Kehidupan Setelah Kematian—Pertanyaan-Pertanyaan yang Tidak Terjawab
”KALAU manusia mati, dapatkah ia hidup lagi?” (Ayub 14:14) Pertanyaan ini, yang diajukan berabad-abad yang lalu oleh sang datuk Ayub, terus dipikirkan oleh banyak orang dari setiap masyarakat selama berabad-abad, dan tidak sedikit jawaban yang dikemukakan.

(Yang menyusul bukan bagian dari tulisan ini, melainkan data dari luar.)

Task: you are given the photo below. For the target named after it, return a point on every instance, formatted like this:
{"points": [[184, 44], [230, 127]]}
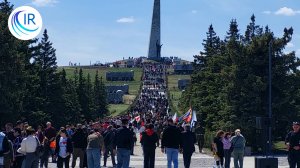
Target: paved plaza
{"points": [[198, 160]]}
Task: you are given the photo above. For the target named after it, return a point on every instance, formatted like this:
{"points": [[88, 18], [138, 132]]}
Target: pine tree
{"points": [[82, 95], [211, 47], [13, 75]]}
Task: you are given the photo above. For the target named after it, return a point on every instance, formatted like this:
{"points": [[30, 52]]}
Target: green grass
{"points": [[117, 109], [279, 145], [133, 85], [174, 92]]}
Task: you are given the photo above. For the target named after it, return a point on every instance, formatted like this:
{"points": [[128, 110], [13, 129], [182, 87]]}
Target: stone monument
{"points": [[154, 52]]}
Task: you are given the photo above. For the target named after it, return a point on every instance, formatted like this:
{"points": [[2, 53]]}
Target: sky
{"points": [[84, 31]]}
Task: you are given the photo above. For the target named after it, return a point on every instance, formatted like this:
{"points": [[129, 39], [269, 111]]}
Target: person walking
{"points": [[63, 149], [293, 145], [79, 140], [50, 133], [238, 142], [93, 151], [188, 145], [109, 136], [46, 153], [122, 143], [171, 143], [17, 144], [218, 148], [28, 148], [200, 137], [226, 146], [149, 141], [4, 148]]}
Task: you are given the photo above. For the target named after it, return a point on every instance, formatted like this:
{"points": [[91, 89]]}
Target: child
{"points": [[46, 153]]}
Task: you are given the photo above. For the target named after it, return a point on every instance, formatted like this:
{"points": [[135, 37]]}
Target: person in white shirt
{"points": [[28, 148], [63, 149]]}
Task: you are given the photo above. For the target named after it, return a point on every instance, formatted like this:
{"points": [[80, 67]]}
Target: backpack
{"points": [[39, 148]]}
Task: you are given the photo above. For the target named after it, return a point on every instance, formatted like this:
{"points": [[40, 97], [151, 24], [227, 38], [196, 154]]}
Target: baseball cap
{"points": [[296, 123]]}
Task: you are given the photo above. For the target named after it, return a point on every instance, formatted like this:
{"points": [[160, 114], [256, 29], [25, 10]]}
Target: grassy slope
{"points": [[114, 109], [174, 92]]}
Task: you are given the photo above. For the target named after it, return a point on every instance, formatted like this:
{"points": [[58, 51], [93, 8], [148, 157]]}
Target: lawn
{"points": [[174, 92], [117, 109], [134, 86]]}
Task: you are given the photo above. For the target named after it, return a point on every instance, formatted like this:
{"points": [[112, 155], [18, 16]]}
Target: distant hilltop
{"points": [[132, 62]]}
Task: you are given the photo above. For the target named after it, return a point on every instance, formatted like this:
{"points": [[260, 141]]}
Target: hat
{"points": [[237, 130], [19, 122], [296, 123], [30, 129]]}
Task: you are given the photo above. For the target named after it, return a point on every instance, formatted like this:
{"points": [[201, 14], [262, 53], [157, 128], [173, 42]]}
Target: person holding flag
{"points": [[188, 139]]}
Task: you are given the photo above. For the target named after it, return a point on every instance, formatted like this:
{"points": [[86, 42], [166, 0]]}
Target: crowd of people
{"points": [[22, 146]]}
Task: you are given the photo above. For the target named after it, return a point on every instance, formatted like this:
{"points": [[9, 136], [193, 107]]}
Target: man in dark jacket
{"points": [[200, 131], [109, 136], [4, 148], [122, 142], [293, 144], [149, 140], [79, 140], [170, 143], [188, 145]]}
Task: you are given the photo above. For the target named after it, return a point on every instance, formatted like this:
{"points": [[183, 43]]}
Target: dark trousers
{"points": [[61, 161], [31, 160], [109, 149], [132, 148], [18, 161], [227, 155], [78, 152], [221, 161], [44, 161], [200, 141], [294, 160], [187, 159], [149, 157]]}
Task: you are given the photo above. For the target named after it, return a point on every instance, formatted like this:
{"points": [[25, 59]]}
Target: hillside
{"points": [[134, 86], [173, 91]]}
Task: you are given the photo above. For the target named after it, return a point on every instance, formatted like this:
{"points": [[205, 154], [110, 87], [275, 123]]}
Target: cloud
{"points": [[298, 52], [126, 20], [287, 11], [290, 45], [194, 11], [43, 3], [267, 12]]}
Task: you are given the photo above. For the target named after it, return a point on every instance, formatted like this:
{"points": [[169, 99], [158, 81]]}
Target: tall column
{"points": [[154, 52]]}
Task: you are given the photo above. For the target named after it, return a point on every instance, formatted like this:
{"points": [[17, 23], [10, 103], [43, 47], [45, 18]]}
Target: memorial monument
{"points": [[154, 52]]}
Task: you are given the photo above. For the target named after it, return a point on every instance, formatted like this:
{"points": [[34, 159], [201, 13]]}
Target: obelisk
{"points": [[154, 52]]}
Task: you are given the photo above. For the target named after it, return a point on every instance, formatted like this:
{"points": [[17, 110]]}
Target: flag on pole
{"points": [[137, 118], [174, 118], [194, 119], [188, 116]]}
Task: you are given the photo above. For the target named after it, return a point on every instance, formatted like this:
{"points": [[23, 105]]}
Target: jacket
{"points": [[188, 141], [171, 138], [79, 139], [123, 138], [69, 145], [149, 139]]}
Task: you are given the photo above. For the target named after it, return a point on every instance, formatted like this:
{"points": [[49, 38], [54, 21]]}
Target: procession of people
{"points": [[148, 123]]}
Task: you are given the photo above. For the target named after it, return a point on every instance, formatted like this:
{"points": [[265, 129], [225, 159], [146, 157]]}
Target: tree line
{"points": [[229, 86], [34, 90]]}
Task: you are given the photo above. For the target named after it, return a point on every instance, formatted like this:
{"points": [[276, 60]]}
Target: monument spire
{"points": [[154, 52]]}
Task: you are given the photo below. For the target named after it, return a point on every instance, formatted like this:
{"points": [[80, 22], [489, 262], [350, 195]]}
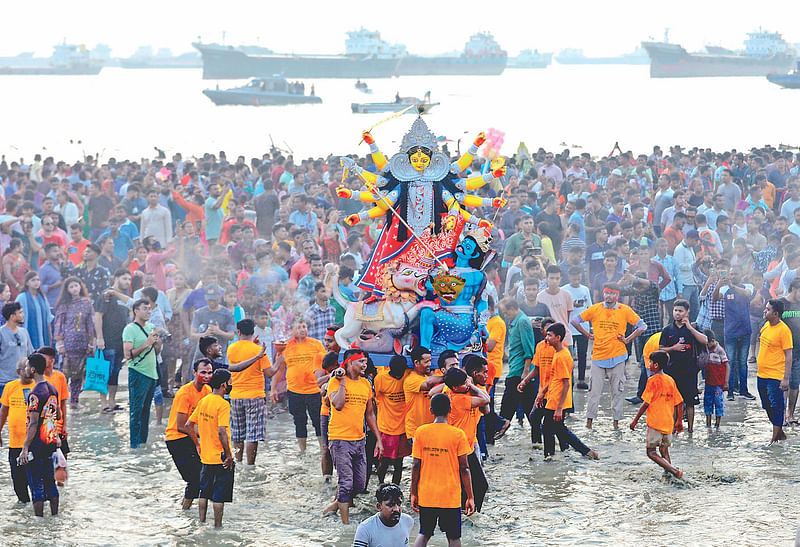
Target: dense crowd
{"points": [[183, 267]]}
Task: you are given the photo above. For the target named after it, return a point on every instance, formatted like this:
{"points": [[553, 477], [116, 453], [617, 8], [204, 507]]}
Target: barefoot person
{"points": [[211, 418], [609, 320], [662, 401], [774, 364], [41, 439], [440, 464], [184, 452], [389, 527], [351, 403]]}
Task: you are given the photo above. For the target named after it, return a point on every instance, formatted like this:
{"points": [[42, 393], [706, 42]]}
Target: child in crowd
{"points": [[661, 400], [717, 373]]}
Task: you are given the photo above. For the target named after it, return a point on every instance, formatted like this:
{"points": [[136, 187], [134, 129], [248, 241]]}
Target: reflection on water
{"points": [[736, 488]]}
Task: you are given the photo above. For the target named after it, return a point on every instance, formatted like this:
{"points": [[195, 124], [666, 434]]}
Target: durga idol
{"points": [[420, 185]]}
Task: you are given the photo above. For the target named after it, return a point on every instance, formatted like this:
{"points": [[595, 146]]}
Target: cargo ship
{"points": [[764, 53], [576, 57], [530, 59], [367, 57], [67, 59], [482, 56]]}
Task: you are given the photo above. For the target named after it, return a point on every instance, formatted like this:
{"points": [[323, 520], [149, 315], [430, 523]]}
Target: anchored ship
{"points": [[482, 55], [366, 58], [764, 53], [67, 59]]}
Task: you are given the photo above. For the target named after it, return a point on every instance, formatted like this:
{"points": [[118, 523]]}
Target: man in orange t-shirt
{"points": [[248, 397], [415, 388], [391, 401], [184, 452], [440, 459], [302, 391], [556, 397]]}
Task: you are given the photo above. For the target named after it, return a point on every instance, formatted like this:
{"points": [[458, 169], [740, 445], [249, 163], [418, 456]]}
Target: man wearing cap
{"points": [[609, 321], [213, 320], [686, 258]]}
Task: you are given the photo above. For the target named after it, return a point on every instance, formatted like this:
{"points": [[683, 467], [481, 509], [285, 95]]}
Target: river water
{"points": [[736, 489], [124, 113]]}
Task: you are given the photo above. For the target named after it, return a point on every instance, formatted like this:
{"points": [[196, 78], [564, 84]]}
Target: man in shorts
{"points": [[248, 396], [212, 420], [440, 459], [680, 340]]}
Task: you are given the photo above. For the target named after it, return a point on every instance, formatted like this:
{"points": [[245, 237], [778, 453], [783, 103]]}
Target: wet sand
{"points": [[736, 489]]}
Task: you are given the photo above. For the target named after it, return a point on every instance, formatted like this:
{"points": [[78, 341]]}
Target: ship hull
{"points": [[50, 71], [244, 98], [672, 61], [221, 63], [450, 66]]}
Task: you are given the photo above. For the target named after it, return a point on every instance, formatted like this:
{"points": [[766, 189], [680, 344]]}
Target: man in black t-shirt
{"points": [[111, 316], [683, 342], [41, 438]]}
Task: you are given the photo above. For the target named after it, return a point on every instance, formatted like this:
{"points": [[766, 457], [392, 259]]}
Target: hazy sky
{"points": [[314, 26]]}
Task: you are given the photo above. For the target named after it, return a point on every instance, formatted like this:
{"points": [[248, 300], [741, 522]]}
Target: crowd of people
{"points": [[213, 279]]}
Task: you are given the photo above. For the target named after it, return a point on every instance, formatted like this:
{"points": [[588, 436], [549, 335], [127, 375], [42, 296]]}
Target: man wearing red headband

Orang-orang Yunani kuno menyatakan bahwa jiwa orang mati terus hidup. Jiwa diangkut dengan feri menyeberangi Sungai Styx ke suatu wilayah yang luas di bawah tanah yang disebut dunia bawah (netherworld). Di sana hakim-hakim akan menentukan apakah jiwa tersebut akan mendapat hukuman di sebuah penjara yang berdinding tinggi atau kebahagiaan di ladang-ladang Elysios. Orang-orang kuno lainnya menganggap bahwa jiwa tersebut akan menjadi bintang atau komet. Yang lain lagi percaya bahwa jiwa itu bercahaya dan dibawa ke bulan; setiap bulan pada waktu bulan purnama, mereka dipindahkan ke matahari.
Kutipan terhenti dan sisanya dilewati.